Once installed, you will be brought to this opening window, where you can see some introduction in the home tab, your current workflows, or even see some examples. As we would like to use it to scrap data over the internet, let’s take you to a demonstration on how it is done to grab data from the shopee webpage. Shopee is a commercial e-commerce site headquartered in Singapore and owned by Sea Limited, which was founded in 2009 by Forrest Li. Shopee first launched in Singapore in 2015 and has since expanded its reach to Malaysia, Thailand, Taiwan, Indonesia, Vietnam, and the Philippines (as per Wikipedia). So it is a great starting point to do web scraping with a mission to get all the list of products sold from this webpage.

Opening window

Let's start with creating a New Flow, by clicking the + button on the left corner of the window, and it will take you to a separate window. where you can choose your action, structure the flow, modifying actions, instances, and variables.

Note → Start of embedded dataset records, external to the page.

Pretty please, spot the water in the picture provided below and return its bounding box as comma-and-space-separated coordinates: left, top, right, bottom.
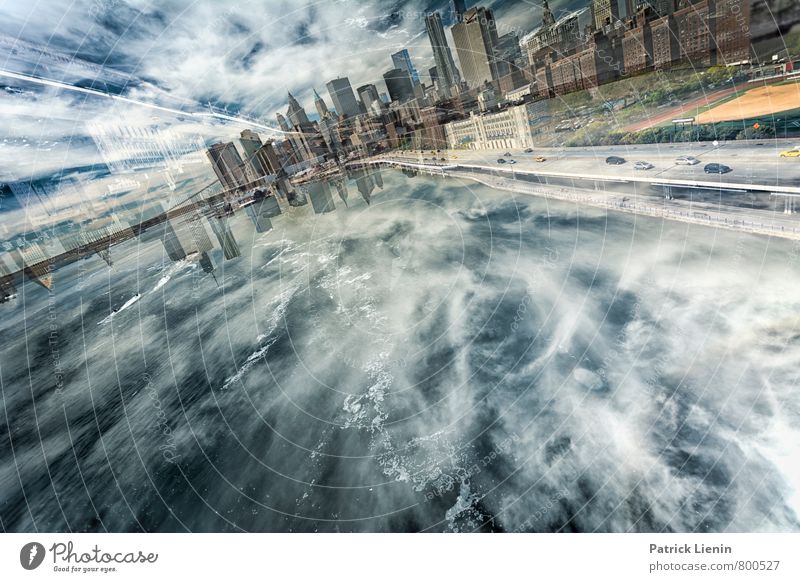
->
0, 172, 800, 531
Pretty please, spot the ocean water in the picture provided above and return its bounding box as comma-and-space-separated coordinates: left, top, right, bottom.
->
0, 171, 800, 532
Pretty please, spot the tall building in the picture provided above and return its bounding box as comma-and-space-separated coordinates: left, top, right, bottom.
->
239, 129, 268, 177
383, 69, 414, 103
206, 142, 248, 190
425, 12, 461, 97
392, 49, 419, 83
286, 93, 310, 127
714, 0, 750, 65
675, 0, 714, 66
357, 84, 383, 115
452, 0, 467, 22
451, 7, 500, 88
255, 140, 282, 176
626, 0, 675, 18
314, 89, 331, 119
325, 77, 360, 117
275, 113, 292, 132
650, 15, 680, 69
592, 0, 619, 30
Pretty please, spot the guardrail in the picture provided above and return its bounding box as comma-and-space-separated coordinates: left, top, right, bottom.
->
358, 158, 800, 240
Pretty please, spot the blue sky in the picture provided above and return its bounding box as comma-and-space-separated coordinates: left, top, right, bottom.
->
0, 0, 588, 182
0, 0, 588, 115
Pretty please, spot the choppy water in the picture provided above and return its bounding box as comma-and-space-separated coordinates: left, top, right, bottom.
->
0, 172, 800, 531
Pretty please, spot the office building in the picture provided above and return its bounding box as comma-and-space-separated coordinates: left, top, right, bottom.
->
239, 129, 268, 177
383, 69, 414, 103
286, 93, 310, 127
425, 12, 461, 97
392, 49, 419, 83
325, 77, 361, 117
255, 140, 282, 176
444, 105, 533, 150
357, 84, 383, 115
714, 0, 750, 66
451, 7, 500, 88
206, 142, 248, 190
452, 0, 467, 22
592, 0, 619, 30
314, 89, 331, 119
674, 0, 714, 67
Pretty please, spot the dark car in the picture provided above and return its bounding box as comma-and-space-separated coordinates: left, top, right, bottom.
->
703, 163, 733, 174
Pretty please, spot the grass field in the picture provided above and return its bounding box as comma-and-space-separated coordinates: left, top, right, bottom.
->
697, 82, 800, 123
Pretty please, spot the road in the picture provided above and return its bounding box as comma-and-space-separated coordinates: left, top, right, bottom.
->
380, 140, 800, 191
356, 143, 800, 240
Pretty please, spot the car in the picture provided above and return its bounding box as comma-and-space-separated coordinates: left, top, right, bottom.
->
703, 163, 733, 174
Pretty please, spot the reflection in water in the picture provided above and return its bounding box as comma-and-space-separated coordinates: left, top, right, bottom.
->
0, 168, 383, 302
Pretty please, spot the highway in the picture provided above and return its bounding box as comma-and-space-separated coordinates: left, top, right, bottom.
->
387, 139, 800, 193
356, 144, 800, 240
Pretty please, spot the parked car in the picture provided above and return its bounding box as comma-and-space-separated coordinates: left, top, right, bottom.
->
703, 163, 733, 174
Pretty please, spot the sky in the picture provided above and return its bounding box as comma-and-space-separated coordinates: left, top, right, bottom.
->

And I kid you not, the number of “lines” required to do web scraping using this Power Automate Desktop (PAD) is as short as 10 lines! 6 if we exclude comments and disabled actions. To understand better each steps, let’s break it down

  1. Launch the browser

PAD works best with Chrome, Edge, and Firefox. You may choose which one is better for you by searching it in the actions panel on the left side of the window. Try to find “Browser Automation” or “Launce new Chrome”

In this window, you may define which website you want to surf by setting the initial URL. In this instance, we type “shopee.co.id” as our target.

2. Ask the Keyword

Then, we may ask the user to provide us with the product keyword that we want to scrap by providing an input window.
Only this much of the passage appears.